Space Experiment Could Shed Light on Neurodegenerative Diseases
Hirsa, PhD, is a professor of mechanical and aerospace engineering with a joint appointment in chemical and biological engineering at Rensselaer Polytechnic Institute (RPI) in Troy, New York. He and his team of graduate students and postdoctoral fellows are studying this process through a series of experiments being conducted aboard the International Space Station (ISS). They are using insulin, which is relatively inexpensive to acquire and often used as a model to study amyloid formation, or fibrillization.
Next in line could be the alpha-synuclein protein and beta-amyloid protein, the aggregation of which are found in the brains of Parkinson’s and Alzheimer’s patients, respectively. Studying how these proteins clump together could help scientists understand the processes behind the development of these neurodegenerative diseases.
“The call for proposal came, and I had a moment of insanity or inspiration or whatever you want to call it,” Hirsa said in a video interview with Parkinson’s News Today of the precursor idea to the present-day experiment. “I thought, ‘Nobody’s ever done this before.’”
Space provides an ideal environment to examine the formation of these protein clumps without the interference of containers. On Earth, these experiments must account for how the solid walls of a container may be affecting the process. In the absence of gravity in space, water molecules can come together freely and form a free-floating sphere without need of a container. The fluid dynamics of insulin dissolved in that sphere of water more closely mimic that of the fluid interfaces in the body.

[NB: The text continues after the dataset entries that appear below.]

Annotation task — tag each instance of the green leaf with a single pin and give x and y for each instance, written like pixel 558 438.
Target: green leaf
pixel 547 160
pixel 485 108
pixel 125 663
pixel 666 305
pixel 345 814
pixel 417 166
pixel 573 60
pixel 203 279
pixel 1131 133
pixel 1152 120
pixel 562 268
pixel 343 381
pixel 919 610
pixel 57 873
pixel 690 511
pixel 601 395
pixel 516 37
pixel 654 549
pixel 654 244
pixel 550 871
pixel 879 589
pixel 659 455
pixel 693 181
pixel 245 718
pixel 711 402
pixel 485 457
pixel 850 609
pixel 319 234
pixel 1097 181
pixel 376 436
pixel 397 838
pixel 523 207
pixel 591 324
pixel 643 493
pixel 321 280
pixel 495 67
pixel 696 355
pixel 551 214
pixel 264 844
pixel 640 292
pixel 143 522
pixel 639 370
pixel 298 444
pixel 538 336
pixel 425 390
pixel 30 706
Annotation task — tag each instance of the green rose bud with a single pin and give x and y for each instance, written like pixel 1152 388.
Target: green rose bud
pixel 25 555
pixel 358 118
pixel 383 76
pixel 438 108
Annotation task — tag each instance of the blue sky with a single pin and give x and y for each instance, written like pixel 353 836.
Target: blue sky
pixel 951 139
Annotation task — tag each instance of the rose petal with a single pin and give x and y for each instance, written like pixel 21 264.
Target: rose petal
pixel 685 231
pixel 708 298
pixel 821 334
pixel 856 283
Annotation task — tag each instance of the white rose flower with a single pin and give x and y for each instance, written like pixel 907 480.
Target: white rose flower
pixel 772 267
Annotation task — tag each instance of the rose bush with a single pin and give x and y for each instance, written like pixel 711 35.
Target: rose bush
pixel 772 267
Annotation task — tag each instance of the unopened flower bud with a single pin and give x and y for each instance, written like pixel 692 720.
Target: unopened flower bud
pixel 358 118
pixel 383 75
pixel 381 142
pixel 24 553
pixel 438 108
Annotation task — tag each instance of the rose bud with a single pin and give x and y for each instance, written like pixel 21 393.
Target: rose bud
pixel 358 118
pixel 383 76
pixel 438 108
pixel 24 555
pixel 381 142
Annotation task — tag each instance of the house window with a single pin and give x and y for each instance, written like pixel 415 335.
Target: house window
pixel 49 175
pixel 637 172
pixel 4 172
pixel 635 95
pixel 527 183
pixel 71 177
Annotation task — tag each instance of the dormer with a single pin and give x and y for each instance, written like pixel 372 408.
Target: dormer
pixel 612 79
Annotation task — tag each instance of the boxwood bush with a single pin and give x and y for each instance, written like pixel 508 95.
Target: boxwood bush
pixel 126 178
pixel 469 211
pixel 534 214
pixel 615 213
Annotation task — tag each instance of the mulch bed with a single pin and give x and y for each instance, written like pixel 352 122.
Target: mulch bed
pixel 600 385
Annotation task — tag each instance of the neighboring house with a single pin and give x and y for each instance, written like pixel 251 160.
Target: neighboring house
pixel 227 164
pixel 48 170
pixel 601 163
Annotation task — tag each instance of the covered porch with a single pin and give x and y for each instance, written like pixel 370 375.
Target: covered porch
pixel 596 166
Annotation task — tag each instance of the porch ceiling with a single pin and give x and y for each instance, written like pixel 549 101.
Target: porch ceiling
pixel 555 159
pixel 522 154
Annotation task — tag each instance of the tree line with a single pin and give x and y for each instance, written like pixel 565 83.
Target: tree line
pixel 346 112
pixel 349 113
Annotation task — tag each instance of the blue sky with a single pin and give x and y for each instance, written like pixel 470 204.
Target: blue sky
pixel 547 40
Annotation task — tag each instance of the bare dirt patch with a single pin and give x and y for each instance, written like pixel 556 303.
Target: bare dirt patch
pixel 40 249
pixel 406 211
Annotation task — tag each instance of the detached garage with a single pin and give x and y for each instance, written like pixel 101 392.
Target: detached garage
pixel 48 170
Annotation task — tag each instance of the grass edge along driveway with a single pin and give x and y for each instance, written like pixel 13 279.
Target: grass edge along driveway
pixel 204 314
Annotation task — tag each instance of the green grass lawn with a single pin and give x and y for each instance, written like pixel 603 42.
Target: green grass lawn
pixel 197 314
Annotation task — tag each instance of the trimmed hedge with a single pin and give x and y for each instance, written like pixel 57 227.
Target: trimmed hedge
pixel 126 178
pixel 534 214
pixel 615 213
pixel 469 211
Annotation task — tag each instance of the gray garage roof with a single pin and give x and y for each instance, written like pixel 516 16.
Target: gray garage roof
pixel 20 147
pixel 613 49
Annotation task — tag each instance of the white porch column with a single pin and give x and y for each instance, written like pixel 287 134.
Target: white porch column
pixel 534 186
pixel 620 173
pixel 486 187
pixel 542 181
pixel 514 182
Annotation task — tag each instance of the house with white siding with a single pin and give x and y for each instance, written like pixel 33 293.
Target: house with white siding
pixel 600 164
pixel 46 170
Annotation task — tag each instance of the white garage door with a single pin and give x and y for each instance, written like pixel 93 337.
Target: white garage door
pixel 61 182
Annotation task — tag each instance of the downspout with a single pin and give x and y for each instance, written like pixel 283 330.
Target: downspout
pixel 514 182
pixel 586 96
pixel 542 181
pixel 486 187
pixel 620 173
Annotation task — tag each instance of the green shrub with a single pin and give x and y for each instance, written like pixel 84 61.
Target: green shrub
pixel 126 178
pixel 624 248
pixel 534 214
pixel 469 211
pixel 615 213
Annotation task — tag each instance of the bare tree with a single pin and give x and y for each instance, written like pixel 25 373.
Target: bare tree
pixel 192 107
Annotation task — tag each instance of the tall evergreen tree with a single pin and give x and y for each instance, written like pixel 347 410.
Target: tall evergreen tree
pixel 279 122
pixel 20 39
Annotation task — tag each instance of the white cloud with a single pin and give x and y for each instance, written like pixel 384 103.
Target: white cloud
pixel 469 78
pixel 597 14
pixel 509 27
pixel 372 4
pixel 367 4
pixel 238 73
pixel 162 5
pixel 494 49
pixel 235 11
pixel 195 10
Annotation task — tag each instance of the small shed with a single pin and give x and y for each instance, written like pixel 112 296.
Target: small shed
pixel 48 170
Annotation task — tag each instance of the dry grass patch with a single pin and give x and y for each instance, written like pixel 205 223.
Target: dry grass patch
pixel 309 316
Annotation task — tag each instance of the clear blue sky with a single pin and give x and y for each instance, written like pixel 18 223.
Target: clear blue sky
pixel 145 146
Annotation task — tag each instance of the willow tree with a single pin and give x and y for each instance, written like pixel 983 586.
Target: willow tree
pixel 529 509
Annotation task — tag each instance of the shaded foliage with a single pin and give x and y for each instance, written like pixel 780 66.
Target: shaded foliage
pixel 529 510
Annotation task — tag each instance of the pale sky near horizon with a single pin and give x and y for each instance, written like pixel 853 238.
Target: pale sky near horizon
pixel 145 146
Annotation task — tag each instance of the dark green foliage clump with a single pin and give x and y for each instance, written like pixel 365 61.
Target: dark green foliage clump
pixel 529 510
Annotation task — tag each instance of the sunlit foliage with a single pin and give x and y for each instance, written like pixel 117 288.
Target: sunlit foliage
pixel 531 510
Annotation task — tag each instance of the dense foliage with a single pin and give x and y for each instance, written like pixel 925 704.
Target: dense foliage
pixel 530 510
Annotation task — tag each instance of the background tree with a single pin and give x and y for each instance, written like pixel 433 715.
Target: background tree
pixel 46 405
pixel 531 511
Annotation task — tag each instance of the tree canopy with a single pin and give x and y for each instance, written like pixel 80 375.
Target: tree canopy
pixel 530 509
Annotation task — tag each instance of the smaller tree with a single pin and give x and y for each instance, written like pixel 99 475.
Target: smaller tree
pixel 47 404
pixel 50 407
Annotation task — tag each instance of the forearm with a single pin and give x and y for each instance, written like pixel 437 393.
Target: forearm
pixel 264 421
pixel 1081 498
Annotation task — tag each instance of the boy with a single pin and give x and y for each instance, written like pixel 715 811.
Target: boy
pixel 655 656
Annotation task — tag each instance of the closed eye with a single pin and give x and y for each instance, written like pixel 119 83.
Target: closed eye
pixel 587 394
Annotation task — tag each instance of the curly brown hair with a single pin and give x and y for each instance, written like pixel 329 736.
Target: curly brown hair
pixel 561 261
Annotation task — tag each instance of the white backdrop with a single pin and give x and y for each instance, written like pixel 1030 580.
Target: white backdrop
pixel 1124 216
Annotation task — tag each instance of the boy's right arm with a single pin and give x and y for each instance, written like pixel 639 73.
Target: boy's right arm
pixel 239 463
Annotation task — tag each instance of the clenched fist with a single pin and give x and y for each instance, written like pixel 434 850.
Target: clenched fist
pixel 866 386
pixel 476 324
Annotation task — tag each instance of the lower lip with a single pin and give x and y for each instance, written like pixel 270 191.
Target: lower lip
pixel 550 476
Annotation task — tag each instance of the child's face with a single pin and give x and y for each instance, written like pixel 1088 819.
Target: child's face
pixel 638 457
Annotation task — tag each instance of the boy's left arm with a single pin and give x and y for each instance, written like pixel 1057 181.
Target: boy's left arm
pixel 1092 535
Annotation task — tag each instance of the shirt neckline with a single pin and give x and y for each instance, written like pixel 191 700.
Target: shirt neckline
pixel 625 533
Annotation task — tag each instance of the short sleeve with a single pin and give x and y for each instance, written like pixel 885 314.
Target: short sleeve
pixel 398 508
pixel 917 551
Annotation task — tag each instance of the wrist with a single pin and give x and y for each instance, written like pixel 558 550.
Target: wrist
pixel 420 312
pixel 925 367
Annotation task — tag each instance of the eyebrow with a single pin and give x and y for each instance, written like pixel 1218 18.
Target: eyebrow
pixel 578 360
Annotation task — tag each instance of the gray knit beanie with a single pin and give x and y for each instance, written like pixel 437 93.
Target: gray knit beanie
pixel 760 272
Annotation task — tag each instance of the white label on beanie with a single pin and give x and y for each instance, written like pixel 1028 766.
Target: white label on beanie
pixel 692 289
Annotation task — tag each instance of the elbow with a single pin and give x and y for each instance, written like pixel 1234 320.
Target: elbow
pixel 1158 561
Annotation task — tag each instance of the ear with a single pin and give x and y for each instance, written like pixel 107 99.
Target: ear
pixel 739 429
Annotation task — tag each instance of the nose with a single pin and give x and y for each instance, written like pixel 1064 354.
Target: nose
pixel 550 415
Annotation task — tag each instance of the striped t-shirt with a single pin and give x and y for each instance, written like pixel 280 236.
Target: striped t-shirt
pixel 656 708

“One of the big reasons you want to go into microgravity is because, other than bones, there are no truly solid interfaces in the human body,” Joe Adam, a postdoctoral researcher in Hirsa’s lab, said in a press release from RPI. “The surfaces of your cells, your neurons, and your brain, are fluid interfaces. So, if we can get a system that has more of those fluid interfaces, it will help us to understand the science behind these fibrillization processes.”
A specialist in fluid dynamics for more than 30 years, Hirsa designed a device called a “ring-sheared drop” that can hold a sphere of water in place while subjecting it to a shearing force, in which the top and the bottom of an object are forced in opposite directions. Shearing force also is present in the body, as liquids move past each other in different directions and at different velocities. One of Hirsa’s recently published studies shows that shearing force causes aggregation of the insulin protein.
The ring-sheared drop is made up of rings on polar ends facing each other. A tube below the southern pole slowly releases the protein solution until it comes in contact with the opposite ring, and within one minute, a sphere held together by surface tension is formed.
The second ring then rotates at 30 revolutions per minute to model the shearing force that occurs in the human body. Some of the samples go through this process on Earth before being sent to space, albeit with slightly different equipment because of gravity’s constraints. Hirsa refers to it as “pre-treatment.” Pre-treated samples are held in the ring-sheared drop in space for four days; non-treated for 10 days.
The research group has successfully run six test cases on the ISS since the experiment started in earnest in early August. On Sept. 14, the first test began for the non-treated insulin solution, which will allow scientists to observe from start to finish how amyloid formation might occur in the brain.
“Watching the protein go through its entire fibrillization process in space is the most exciting,” Hirsa said.
“In the first time points, there’s nothing, we don’t see any clumps of fibers. And at the very end, there’s lots of fibrils and this is one of the best pictures for relating the plaques in the brain to Alzheimer’s, Parkinson’s, and all those kinds of amyloid diseases,” Adam said.
It takes a village to perform the full experiment on the ISS. The researchers cannot communicate directly with astronauts; rather, the Johnson Space Center sends up instructions for crew members to operate the ring-sheared drop. Hirsa estimates that 10 people from NASA, Teledyne-Brown Engineering, and RPI, all looped together in a call, oversee the setup.
Once the insulin solutions complete the shearing process, they are frozen and prepped for their return from orbit, where the fibrillization process can be studied closely. Hirsa expects the first specimens to arrive via SpaceX rocket at the end of September.
Hirsa received two grants from the Marshall Space Flight Center to conduct his research and experimentation. The center also provided flights that follow a parabolic line to simulate zero-gravity for testing. Teledyne Brown Engineering manufactured Hirsa’s ring-sheared drop design to run the experiment in space.
The initial idea for the ring-sheared drop didn’t come until 2013 when Hirsa’s Marshall Space Center grant began, and he was thinking of ways to create a containerless biochemical reactor. While the insulin experiment is the first to make use of this device, once Hirsa publishes this study, he hopes to use it to model the flow of transport proteins and other processes in the body’s liquid interfaces.
Beyond that, there is almost limitless potential for experiments using the ring-sheared drop. One such example is testing the stability of pharmaceutical compounds before they’re used in humans. Another is creating a surface on the sphere that models the cellular membranes in the body.
“This is just one brick in a giant wall,” Hirsa said. “We’re not claiming to understand or model what happens in human physiology but trying to understand the relevance of shear forces in the interior of the liquid passage versus the surface of that liquid passage.”